Bicyclists and Motorists Urged to Share the Road with a ‘Safety First’ Focus

WASHINGTON –(ENEWSPF)–May 15, 2015.  The U.S. Department of Transportation’s National Highway Traffic Safety Administration (NHTSA) is marking Bicycle Safety Month by reminding motorists and cyclists of the steps they should take to reverse the trend of rising numbers of cycling fatalities on the nation’s roads. Last fall, U.S. Secretary of Transportation Anthony Foxx launched DOT’s “Safer People, Safer Streets” Initiative to make biking and walking safe for all.

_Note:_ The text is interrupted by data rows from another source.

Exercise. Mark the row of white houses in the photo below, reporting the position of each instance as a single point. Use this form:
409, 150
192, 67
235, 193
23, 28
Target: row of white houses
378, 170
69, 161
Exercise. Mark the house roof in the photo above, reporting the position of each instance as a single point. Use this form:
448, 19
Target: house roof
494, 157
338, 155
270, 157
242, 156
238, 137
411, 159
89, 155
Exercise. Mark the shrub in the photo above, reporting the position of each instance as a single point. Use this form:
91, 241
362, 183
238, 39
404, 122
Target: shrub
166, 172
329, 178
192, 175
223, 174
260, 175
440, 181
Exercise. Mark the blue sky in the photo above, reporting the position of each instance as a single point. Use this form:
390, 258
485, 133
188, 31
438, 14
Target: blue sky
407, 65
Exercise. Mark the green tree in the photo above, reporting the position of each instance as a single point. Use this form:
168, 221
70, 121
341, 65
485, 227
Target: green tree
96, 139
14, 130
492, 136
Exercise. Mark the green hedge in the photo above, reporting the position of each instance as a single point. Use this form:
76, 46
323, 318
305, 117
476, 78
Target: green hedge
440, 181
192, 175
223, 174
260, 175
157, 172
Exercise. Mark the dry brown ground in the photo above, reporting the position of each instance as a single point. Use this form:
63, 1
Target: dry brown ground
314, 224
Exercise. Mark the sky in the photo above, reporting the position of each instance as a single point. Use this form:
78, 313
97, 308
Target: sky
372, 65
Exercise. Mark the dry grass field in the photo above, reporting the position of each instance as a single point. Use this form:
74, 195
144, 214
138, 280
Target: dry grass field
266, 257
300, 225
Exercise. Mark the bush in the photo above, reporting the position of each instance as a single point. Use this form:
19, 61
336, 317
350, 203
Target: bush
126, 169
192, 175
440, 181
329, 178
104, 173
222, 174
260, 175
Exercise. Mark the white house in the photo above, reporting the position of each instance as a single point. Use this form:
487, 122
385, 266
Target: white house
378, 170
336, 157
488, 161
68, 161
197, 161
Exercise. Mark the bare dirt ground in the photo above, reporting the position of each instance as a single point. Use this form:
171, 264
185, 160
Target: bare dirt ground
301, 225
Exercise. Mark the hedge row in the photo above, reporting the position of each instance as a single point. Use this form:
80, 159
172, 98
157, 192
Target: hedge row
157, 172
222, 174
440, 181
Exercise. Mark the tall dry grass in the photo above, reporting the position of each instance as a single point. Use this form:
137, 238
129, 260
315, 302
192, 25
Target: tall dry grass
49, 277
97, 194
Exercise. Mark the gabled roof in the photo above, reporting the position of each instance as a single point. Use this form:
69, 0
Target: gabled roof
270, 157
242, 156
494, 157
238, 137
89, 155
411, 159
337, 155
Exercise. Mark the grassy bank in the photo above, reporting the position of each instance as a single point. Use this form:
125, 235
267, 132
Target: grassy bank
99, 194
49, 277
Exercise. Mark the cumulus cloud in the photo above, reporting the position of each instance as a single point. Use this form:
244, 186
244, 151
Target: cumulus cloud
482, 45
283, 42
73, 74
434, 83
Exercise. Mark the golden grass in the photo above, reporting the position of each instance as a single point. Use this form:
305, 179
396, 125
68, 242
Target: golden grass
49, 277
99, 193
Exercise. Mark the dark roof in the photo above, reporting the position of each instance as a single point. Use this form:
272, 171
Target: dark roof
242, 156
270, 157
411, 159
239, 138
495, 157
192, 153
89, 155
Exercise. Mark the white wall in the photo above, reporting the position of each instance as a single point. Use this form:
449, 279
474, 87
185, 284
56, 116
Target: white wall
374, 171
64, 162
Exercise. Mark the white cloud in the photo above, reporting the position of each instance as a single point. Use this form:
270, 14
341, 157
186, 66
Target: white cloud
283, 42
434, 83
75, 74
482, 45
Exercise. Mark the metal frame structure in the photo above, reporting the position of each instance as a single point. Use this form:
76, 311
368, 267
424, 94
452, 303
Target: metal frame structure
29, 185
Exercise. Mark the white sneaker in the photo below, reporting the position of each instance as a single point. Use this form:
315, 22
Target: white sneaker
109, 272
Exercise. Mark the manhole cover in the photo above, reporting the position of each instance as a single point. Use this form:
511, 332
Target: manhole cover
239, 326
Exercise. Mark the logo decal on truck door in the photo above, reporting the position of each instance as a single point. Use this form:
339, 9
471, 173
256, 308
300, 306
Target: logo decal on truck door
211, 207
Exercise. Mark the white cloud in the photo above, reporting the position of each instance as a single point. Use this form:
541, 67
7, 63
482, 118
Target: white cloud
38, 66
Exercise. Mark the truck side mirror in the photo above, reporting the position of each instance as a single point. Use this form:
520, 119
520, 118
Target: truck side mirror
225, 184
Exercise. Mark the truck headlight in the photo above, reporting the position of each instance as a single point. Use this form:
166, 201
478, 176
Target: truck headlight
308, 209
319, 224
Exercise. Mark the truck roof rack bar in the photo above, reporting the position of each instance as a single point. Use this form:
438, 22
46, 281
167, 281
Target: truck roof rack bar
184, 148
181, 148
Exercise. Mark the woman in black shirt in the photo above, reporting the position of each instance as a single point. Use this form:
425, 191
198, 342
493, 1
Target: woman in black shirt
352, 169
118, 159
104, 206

“We are committed to making sure that every American can travel safely, and that includes the growing number of Americans who are choosing to commute, run errands, or stay fit on their bicycle,” said Secretary Foxx. “We’re working with state and local governments to promote safety for cyclists, but everyone who uses our roadways has a role to play in promoting safety.”

The “Safer People, Safer Streets” initiative includes an assessment of pedestrian and bicycle safety in every state and the Mayors’ Challenge, which encourages cities to take steps that will promote the safety of bicyclists and pedestrians.

NHTSA’s newly released 2013 Bicycle Traffic Safety Fact Sheet makes clear the scope of the problem. Bicyclist fatalities have increased by 19 percent since 2010. In 2013, 743 bicyclists were killed and an additional 48,000 were injured in motor vehicle traffic crashes.

Key statistical findings include:

Bicyclists’ deaths accounted for two percent of all motor vehicle traffic fatalities and made up two percent of the people injured in traffic crashes during the year.

Of the bicyclists who died in 2013, 20 percent had a blood alcohol concentration (BAC) of 0.08 or greater.

68 percent of all motor vehicle crashes in 2013 that resulted in a bicyclist fatality occurred in urban areas.

Over the past ten years (2004 – 2013), the average age of bicyclists killed in motor vehicle crashes has steadily increased from 39 to 44.

The cycling fatality rate was almost seven times greater for males than females.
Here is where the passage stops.